En mai 2018, pendant que Yasmine Chouaki (En Sol Majeur), m'interviewait dans le studio RFI sur Western Tchoukoutou, mon dernier roman d'alors, il y eut une brusque rupture des échanges. J'entendis aussitôt la voix d'un journaliste relater en direct la finale de la Coupe du Monde de 1970 à Mexico. En Portugais, le reporter, comme savent bien le faire les Latinos avec leur goût prononcé pour la dramaturgie, scanda le nom de Pelé, traîna sur les deux syllabes, puis explosa dans un souffle interminable. "Goal! Goal! Goal! Goal! Goal" ! Pendant près de trente secondes, il s'extasiait devant la performance du n°10 brésilien, éleva une montagne de superlatifs, accompagnant ainsi le délire qui agitait le stade Aztec. C'était le sacre d'un onze d'exception avec, comme atout incontestable, Edson Arantes do Nascimento dit Pelé qui venait d'éclabousser, par son talent, la dernière finale d'une Coupe du Monde qu'il gagnait pour la troisième fois.
En studio à RFI, ce jour de mai 2018, Yasmine Chouaki voulait illustrer, par cet audio, un souvenir de mes vertes années à Pobé où en 1970, j'avais suivi, aux côtes de mes soeurs et frères, ce match inoubliable avec ce football samba fait de créateurs et d'artistes du cuir rond. Né d'une mère da Costa, donc d'origine afro brésilienne, je ne pouvais qu'être supporter du Brésil et surtout, fanatique de Pelé. Certes, nous ne l'avions jamais vu jouer - à cette époque, la télévision n'existait pas -, mais nous le créditions d'un jeu extraordinaire, comme par exemple, dribbler les dix joueurs de champ de l'équipe adverse et marquer des buts. Ou comme, faire des talonnades, exécuter des ciseaux, lober les gardiens, tenter de marquer depuis le rond central. Des gestes techniques devenus aujourd'hui banaux, mais à l'époque révolutionnaires parce qu'ils n'existaient pas et qu'en les inventant, Pelé les avait habillés d'une élégance, d'une classe naturelle. Les vidéos, en nous les montrant après, n'étaient pas loin de notre imaginaire.

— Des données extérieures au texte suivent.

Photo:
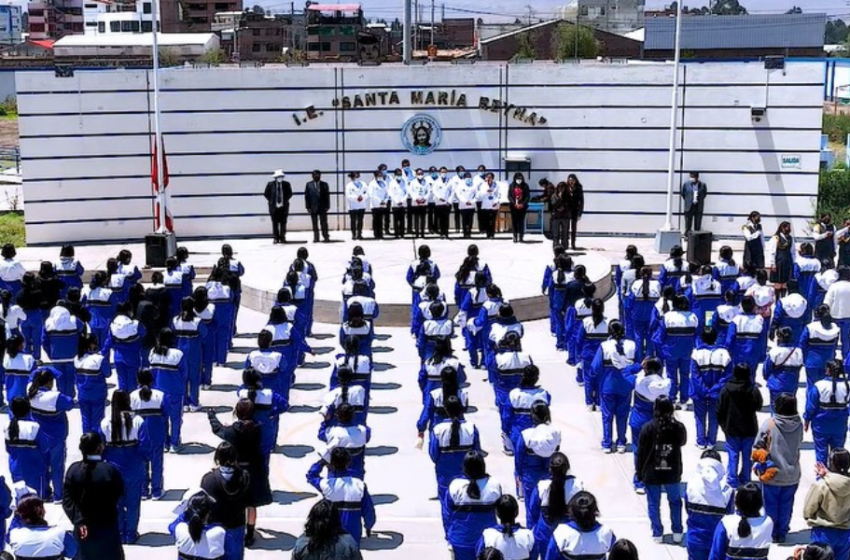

Ce qui était extraordinaire chez cet homme, c'est qu'il avait évolué à l'époque des grands bouchers. Les actes d'anti-jeu étaient légion et les joueurs rugueux, surtout les défenseurs rigides, organisaient contre le prodige brésilien un marquage à la culotte. Il réussissait souvent à les dribbler et à leur échapper, même si ces bouffeurs de tibias se mettaient parfois à plusieurs pour le mettre en difficulté. Car, Pelé, ce n'était pas seulement de beaux gestes, c'était de l'efficacité, un millier de buts, des tournées européennes, africaines et mondiales avec son club de toujours, le Santos Club. Il avait un charme fou, un sourire solaire, la beauté, du charisme. Au sommet de la gloire, le gouvernement de son pays l'avait même déclaré "trésor national vivant"!
Aujourd'hui, alors qu'il s'est transformé en étoile pour aller rejoindre au ciel Maradona, Cruft et Eusebio, le roi, qui n'appartenait plus à son Brésil, est devenu plus qu'un trésor: le patrimoine éternel de l'humanité.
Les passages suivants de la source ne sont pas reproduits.